Leitsatz (amtlich)

1. Bei der Rotlichtüberwachung mit dem Messgerät PoliScan F1 HP handelt es sich um ein standardisiertes Messverfahren.

2. Die zulässige Verfahrensrüge der Verletzung rechtlichen Gehörs wegen unterbliebenen Hinweises auf die beabsichtigte Verwertung einer Tatsache als gerichtsbekannt erfordert den Vortrag, dass die als gerichtskundig angesehene Tatsache auch nicht in anderer Weise in die Hauptverhandlung eingeführt wurde.

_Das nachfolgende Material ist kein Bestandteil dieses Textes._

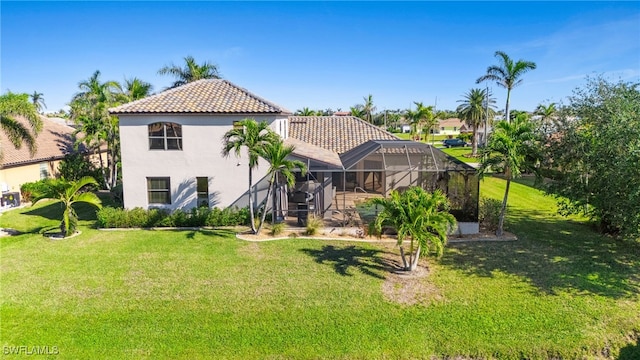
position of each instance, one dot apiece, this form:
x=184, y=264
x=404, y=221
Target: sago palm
x=69, y=193
x=511, y=149
x=253, y=136
x=276, y=153
x=420, y=216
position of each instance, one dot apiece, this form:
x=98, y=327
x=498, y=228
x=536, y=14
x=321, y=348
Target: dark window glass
x=165, y=136
x=159, y=190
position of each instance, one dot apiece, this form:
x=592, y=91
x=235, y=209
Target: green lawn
x=560, y=291
x=461, y=153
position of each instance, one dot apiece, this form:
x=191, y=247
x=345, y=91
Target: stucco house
x=171, y=155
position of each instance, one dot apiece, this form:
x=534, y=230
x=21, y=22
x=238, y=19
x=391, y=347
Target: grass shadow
x=343, y=259
x=555, y=254
x=631, y=351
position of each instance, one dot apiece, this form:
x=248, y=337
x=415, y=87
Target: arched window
x=165, y=136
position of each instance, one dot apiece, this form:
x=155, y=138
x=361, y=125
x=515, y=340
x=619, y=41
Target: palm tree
x=18, y=105
x=276, y=154
x=68, y=192
x=135, y=89
x=511, y=149
x=358, y=111
x=368, y=108
x=473, y=111
x=306, y=112
x=421, y=216
x=89, y=110
x=37, y=100
x=422, y=116
x=191, y=71
x=254, y=136
x=507, y=74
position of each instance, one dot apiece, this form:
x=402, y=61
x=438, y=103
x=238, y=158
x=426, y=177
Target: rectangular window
x=44, y=173
x=203, y=191
x=165, y=136
x=159, y=190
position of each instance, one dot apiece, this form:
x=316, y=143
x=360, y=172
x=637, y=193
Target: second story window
x=165, y=136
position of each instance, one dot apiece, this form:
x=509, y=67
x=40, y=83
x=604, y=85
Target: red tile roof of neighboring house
x=338, y=134
x=207, y=96
x=53, y=142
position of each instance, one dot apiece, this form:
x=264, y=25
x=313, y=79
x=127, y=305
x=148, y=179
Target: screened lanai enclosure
x=337, y=186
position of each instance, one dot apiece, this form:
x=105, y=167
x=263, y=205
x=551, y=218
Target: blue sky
x=322, y=54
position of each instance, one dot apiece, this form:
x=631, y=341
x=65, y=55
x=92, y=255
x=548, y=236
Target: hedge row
x=109, y=217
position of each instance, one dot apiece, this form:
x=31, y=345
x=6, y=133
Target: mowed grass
x=560, y=291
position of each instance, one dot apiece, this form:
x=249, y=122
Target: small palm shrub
x=489, y=213
x=31, y=190
x=277, y=229
x=313, y=225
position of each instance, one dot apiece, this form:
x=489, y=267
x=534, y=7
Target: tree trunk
x=266, y=202
x=404, y=259
x=251, y=213
x=500, y=231
x=474, y=141
x=506, y=111
x=414, y=263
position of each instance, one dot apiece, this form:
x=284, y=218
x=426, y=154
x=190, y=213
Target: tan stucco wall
x=14, y=177
x=200, y=157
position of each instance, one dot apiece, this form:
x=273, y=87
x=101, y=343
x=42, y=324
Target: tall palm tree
x=423, y=116
x=368, y=108
x=254, y=136
x=69, y=193
x=276, y=153
x=13, y=106
x=37, y=100
x=421, y=216
x=135, y=89
x=191, y=71
x=475, y=107
x=511, y=149
x=358, y=111
x=89, y=110
x=507, y=74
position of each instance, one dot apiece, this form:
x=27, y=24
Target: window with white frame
x=159, y=190
x=165, y=136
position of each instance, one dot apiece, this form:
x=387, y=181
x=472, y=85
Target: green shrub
x=489, y=213
x=29, y=191
x=110, y=217
x=313, y=225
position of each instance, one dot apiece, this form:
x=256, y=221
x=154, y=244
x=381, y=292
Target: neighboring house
x=171, y=145
x=171, y=156
x=451, y=126
x=18, y=166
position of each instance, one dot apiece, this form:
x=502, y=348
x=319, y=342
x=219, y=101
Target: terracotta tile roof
x=308, y=151
x=451, y=122
x=203, y=96
x=338, y=134
x=53, y=142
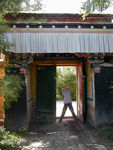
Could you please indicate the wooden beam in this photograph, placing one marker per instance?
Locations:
(56, 62)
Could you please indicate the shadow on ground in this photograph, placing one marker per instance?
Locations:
(68, 135)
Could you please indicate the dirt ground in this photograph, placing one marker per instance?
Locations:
(67, 135)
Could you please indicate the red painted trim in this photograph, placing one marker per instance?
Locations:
(99, 31)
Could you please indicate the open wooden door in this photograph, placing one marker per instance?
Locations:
(46, 93)
(79, 87)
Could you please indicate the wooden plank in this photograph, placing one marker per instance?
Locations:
(34, 87)
(56, 62)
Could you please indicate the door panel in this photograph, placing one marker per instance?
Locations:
(79, 92)
(46, 93)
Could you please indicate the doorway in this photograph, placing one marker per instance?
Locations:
(65, 77)
(46, 88)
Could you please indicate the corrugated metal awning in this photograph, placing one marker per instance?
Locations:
(68, 40)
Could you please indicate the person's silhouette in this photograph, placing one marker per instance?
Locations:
(67, 103)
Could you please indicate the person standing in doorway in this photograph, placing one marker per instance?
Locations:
(67, 103)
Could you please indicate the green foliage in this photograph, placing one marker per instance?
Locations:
(18, 5)
(92, 5)
(66, 77)
(8, 140)
(11, 87)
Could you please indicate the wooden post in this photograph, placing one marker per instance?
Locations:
(2, 74)
(3, 63)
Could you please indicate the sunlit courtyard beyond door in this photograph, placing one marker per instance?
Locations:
(66, 77)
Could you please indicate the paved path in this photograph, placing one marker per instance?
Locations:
(68, 135)
(59, 107)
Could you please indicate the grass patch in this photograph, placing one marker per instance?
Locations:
(9, 140)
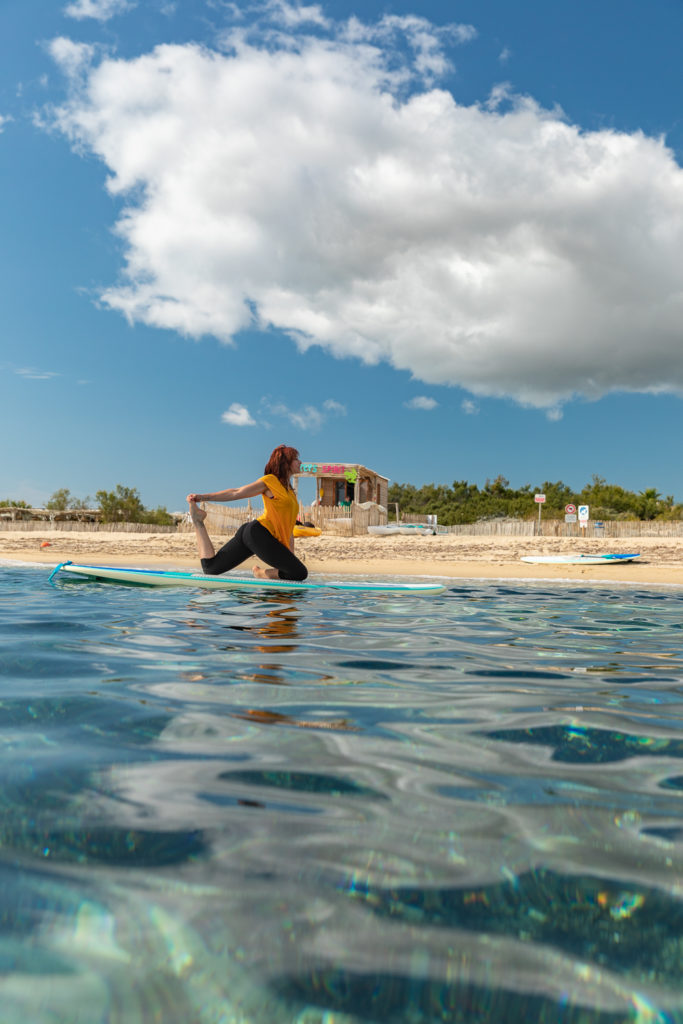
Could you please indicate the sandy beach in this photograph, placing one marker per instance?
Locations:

3. Durch die bloße Nichtüberlassung sich nicht bei der Akte befindender Messunterlagen und Messdaten, die auch nicht Gegenstand der Urteilsfindung gewesen sind, wird der Anspruch auf Gewährung rechtlichen Gehörs nicht beeinträchtigt (im Anschluss an: OLG Düsseldorf, Beschl. v. 22.07.2015 - 2 RBs 63/15, juris Rn. 26; OLG Bamberg DAR 2016, 337 ff. - juris Rn. 33; StraFo 2016, 461 f. - juris Rn. 5; entgegen OLG Celle, Beschl. v. 16.06.2016 - 1 Ss (OWi) 96/16, juris Rn. 4 f.).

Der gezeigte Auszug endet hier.